Opting In

Grey mizzle across the country, a hanging mist, traffic fluidly moving through

the capital’s centre, commuters buying coffee, picking up the free paper,

listening to their ipods. Schoolchildren on a train, the first day of term after

the summer, a little apprehensive, a little excited, grey and red uniforms.

I feel a great warmth for the working, participating, world this morning. Policemen

in their fluorescent yellow jackets, taxi drivers waiting to take passengers

to offices. People transforming from lovers to parents to passengers to workers.

Cycle gear being replaced by suits. The world is moving, the day is starting

and it’s not even 9am yet.

I’ve been thinking about this ‘growing up’ thing since Felix’s

last post. I’ve been

to a wedding and watched two friends do the thing they really want to do: get

married, make a commitment to each other, live together… and by that I mean

really live, lebensgefährter, travel through life together. Other friends

have had kids lately, something that has made them so happy, has been absolutely

rewarding. Something they really wanted to do. It’s quite something to

feel capable, ready, grown-up enough, to not only want these things but to carry

them out. To opt in.

I fear I may have been wrongly represented. Or rather, people may have assumed

my stand-point by virtue of the last year in a strange place, ‘a wonderfully

simple bubble’ as commented

by Span. A number of people wondered if going to Antarctica was running away

from something, escaping reality, and I used to vehemently defend it as an alternative

way to ‘opt in’ to life rather than opt out. (Similarly, I think

‘gap-year’ is a terrible expression, suggesting an acceptable one

year ‘out’ of the real world.)

What you may not know is that I have been thoroughly enjoying being a part

of the working world since coming back. Making my contribution to the 9-5 world

that I know so little about. I love flexi-time and take great satisfaction in

swiping-in and out every day. I like my dull job. It’s exciting in the bigger

picture, perhaps, but the daily process of number-crunching is a far cry from

laughing with the midday stars. I like coming home at a reasonable time and

having an evening to take whatever class I fancy, cook dinner or meet folk in

the pub. I love the house that I share with one friend. Today, I even like the

rain. And sure, I can see that ten years of this might become monotonous and

dull – but so could ten years on the ice.

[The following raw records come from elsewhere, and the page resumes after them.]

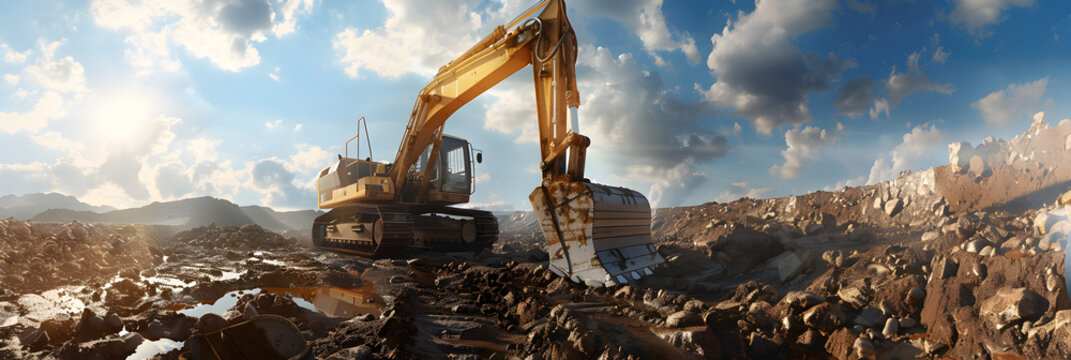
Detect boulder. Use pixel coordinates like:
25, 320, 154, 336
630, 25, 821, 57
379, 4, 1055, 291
194, 313, 228, 333
659, 328, 722, 359
855, 306, 885, 328
772, 252, 813, 282
1056, 189, 1071, 206
968, 155, 989, 179
836, 286, 870, 308
826, 328, 857, 360
881, 317, 900, 339
74, 308, 108, 342
948, 141, 974, 174
885, 198, 904, 216
803, 302, 845, 334
979, 287, 1049, 329
781, 291, 826, 310
665, 311, 703, 328
327, 345, 373, 360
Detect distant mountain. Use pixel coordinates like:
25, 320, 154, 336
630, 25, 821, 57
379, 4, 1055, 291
0, 193, 115, 220
30, 196, 320, 234
242, 206, 323, 233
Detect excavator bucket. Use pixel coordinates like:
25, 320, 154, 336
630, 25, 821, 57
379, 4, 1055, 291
528, 181, 665, 286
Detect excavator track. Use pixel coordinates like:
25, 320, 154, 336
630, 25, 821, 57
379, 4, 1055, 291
313, 205, 498, 257
411, 207, 498, 251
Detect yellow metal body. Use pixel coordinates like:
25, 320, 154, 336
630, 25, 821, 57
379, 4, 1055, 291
319, 0, 664, 285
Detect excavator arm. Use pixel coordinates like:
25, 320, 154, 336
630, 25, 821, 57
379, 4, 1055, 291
357, 0, 665, 286
390, 0, 590, 193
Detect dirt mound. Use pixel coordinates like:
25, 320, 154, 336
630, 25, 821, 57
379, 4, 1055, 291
0, 220, 162, 297
171, 224, 298, 251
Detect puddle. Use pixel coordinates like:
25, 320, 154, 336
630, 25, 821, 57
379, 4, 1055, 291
139, 275, 197, 288
178, 289, 261, 318
126, 339, 183, 360
209, 270, 248, 281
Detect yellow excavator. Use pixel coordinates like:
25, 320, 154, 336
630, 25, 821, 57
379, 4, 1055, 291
313, 0, 665, 286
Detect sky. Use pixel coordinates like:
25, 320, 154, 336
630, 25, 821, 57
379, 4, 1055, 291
0, 0, 1071, 210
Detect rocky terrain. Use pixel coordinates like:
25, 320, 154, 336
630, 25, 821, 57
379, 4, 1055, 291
6, 110, 1071, 359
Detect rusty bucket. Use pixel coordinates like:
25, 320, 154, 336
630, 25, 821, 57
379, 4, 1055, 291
528, 180, 665, 286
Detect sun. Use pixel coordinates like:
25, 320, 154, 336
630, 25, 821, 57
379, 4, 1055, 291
87, 89, 162, 144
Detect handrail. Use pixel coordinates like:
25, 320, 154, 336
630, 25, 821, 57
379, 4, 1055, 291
346, 116, 372, 162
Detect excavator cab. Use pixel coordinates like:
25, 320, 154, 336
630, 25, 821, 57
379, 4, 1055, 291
406, 135, 476, 205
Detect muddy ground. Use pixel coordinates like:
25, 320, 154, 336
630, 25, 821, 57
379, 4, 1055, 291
0, 113, 1071, 359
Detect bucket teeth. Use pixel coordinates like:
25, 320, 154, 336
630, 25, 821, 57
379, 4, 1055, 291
528, 181, 665, 286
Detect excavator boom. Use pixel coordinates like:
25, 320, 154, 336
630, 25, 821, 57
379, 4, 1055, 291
313, 0, 664, 286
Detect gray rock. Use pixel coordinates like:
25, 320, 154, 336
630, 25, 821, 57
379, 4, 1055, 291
242, 301, 260, 320
781, 291, 826, 310
659, 329, 722, 359
803, 302, 844, 334
683, 299, 707, 313
665, 311, 703, 328
885, 198, 904, 216
328, 345, 372, 360
922, 230, 940, 241
772, 251, 812, 282
881, 317, 900, 339
851, 338, 875, 359
979, 287, 1049, 330
900, 317, 919, 329
964, 239, 992, 254
194, 313, 228, 333
855, 306, 885, 328
836, 287, 870, 308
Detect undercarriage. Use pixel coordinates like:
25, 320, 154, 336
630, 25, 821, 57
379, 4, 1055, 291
313, 205, 498, 257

I have never lived such a routined life as at Halley. So today, for the record,

I’m all about opting-in. Choosing the life you want. Having babies, buying

houses, going to work and contributing to the flow of whichever city you live

in. In Cambridge, it’s biking along the river and shopping in the market.

In London, it’s watching people on the tube and magicking myself from

one side of town to the other on the buses using my swish new oyster

card. In Edinburgh this weekend I enjoyed being a tourist, admiring the great

old buildings and being swung around the dancefloor, clueless, at a ceilidh.

Yes, cities have grown this way because enough people have actively chosen this

life. And there’s nothing wrong with that at all.

One thought on “Opting In

  1. Re: bubbles. I’ve been misunderstood. I don’t think you were running away and I did actually mean what I said (and I have been pondering it over vino so I must mean it). Going to Antarctica has given you an invaluable perspective on the world. It’s given you an opportunity to think about, to realise, what’s important. I know you had a fairly healthy dose of that perspective before you left and your time on the ice has further consolidated that view. But maybe the solution to the problem of the earth’s population disappearing up its own arse is for more of us to go and spend some time in a simple, wonderful, perspective-bearing bubble.